Suburra - La Recensione

Lo definisce simbolico e allegorico, Stefano Sollima il suo ultimo lavoro, qualcosa che va oltre la cronaca dell'ultimo anno, concepita circa due anni e mezzo fa, quindi prima che le pagine dei giornali e le televisioni saturassero i loro spazi con Mafia Capitale e i riverberi conseguiti. Per il regista "Suburra" è in qualche modo ciò che rappresenta la città di Roma sin dalla sua nascita, quel "mondo di mezzo", scoperto da noi solo da qualche mese, ma in realtà sempre esistito, dove i poteri si scontrano, si alleano e si annientano al di sopra di ogni regola e di ogni giustizia conosciuta.

Nonostante lo sembri, allora, e nonostante non faccia nulla per evitarlo, "Suburra" non è un film ideato appositamente per trafugare attraverso il cinema quegli scandali politici ed extrapolitici che ancora adesso non smettono di ruotare attorno alla Capitale. Al contrario "Suburra" è messo li a ricordarci che quegli scandali, la Capitale, li ha sempre avuti intorno a sé, e per una certa logica, è destinata a non liberarsene mai, a prescindere dagli sforzi umani e non che decidano di combatterli. E' tutta una questione di potere, del resto, ispirato magari proprio da una città che, tornando ai simbolismi, i poteri li rappresenta: vedi il parlamento così come il Vaticano. Vivere a Roma significa ambizione, un ambizione personale, da coltivare e incoraggiare a qualunque costo, pagando ovviamente il giusto (caro) prezzo. Ecco perché sono tutti personaggi di secondo piano quindi quelli che la pellicola va a mettere sul piatto, gente che la scalata la sta facendo e che, nel frattempo, fa le prove con ciò che più avanti mira ad esercitare a pieni poteri. Sotto questo aspetto non lascia indietro nulla Sollima: racconta la Politica, la Mafia, gli Zingari e i Clan più piccoli confinati alla periferia, indispensabili per futuri progetti a spese milionarie.

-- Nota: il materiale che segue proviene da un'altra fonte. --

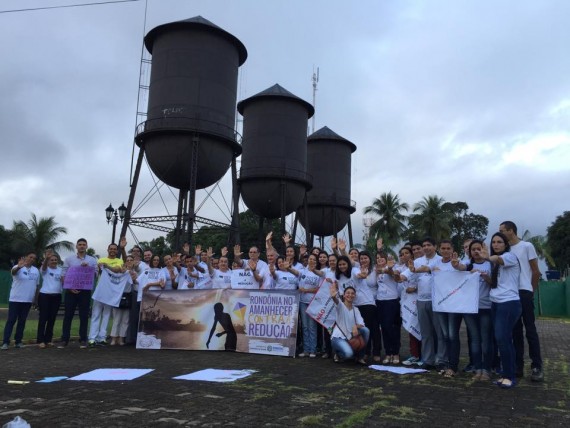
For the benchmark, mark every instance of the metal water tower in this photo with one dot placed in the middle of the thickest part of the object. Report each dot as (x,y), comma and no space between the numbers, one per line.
(188,137)
(329,203)
(273,177)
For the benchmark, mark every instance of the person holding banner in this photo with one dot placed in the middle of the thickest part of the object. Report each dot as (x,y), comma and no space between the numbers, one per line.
(481,330)
(366,288)
(49,298)
(505,303)
(25,279)
(121,315)
(78,275)
(388,307)
(310,280)
(348,322)
(345,274)
(222,275)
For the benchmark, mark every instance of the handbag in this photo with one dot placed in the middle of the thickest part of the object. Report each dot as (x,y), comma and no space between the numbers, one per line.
(357,343)
(126,300)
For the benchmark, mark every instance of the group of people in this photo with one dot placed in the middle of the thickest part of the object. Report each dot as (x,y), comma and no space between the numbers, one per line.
(365,290)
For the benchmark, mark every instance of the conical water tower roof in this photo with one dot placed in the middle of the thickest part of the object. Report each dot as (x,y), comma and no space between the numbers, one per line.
(195,22)
(276,91)
(325,133)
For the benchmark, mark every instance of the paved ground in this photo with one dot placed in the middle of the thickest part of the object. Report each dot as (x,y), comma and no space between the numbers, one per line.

Sembra lungimirante la sceneggiatura che ha tra le mani, ammesso che veramente nel corso dei due anni e mezzo di produzione non sia stata ritoccata e adattata nel dettaglio sulla realtà dei fatti poi denunciati. Una sceneggiatura al quale nulla sfugge, attrezzata per ammassarsi in una Apocalisse annunciata (che avverrà come promesso nei titoli di testa con la caduta del governo Berlusconi datato 12 Novembre 2011), accompagnata da una settimana di pioggia ininterrotta che ritorna a far brillare quel simbolismo tanto caro al regista. Perché se vogliamo, "Suburra", simbolico lo è oltre ogni misura, specialmente nella presentazione dei suoi vari protagonisti, per i quali spende del tempo prezioso, focalizzandosi su dettagli superficiali, che cercano di accarezzare un immaginario conosciuto, ma non indispensabile. Piuttosto che mostrare "come" fa sesso Pierfrancesco Favino, avrebbe potuto infatti limitarsi al "con chi", glissando sui dettagli voyeuristici e guadagnando tempo per fornire qualche informazione in più sul suo privato di marito e di padre; stesso discorso vale per il personaggio di Claudio Amendola, del quale si poteva aggiungere almeno un poco, rinunciando volentieri all'intera parentesi sul Papa dimissionario, incollata nella trama esclusivamente per rimpolpare un osso già strapieno di carne e di pesi specifici.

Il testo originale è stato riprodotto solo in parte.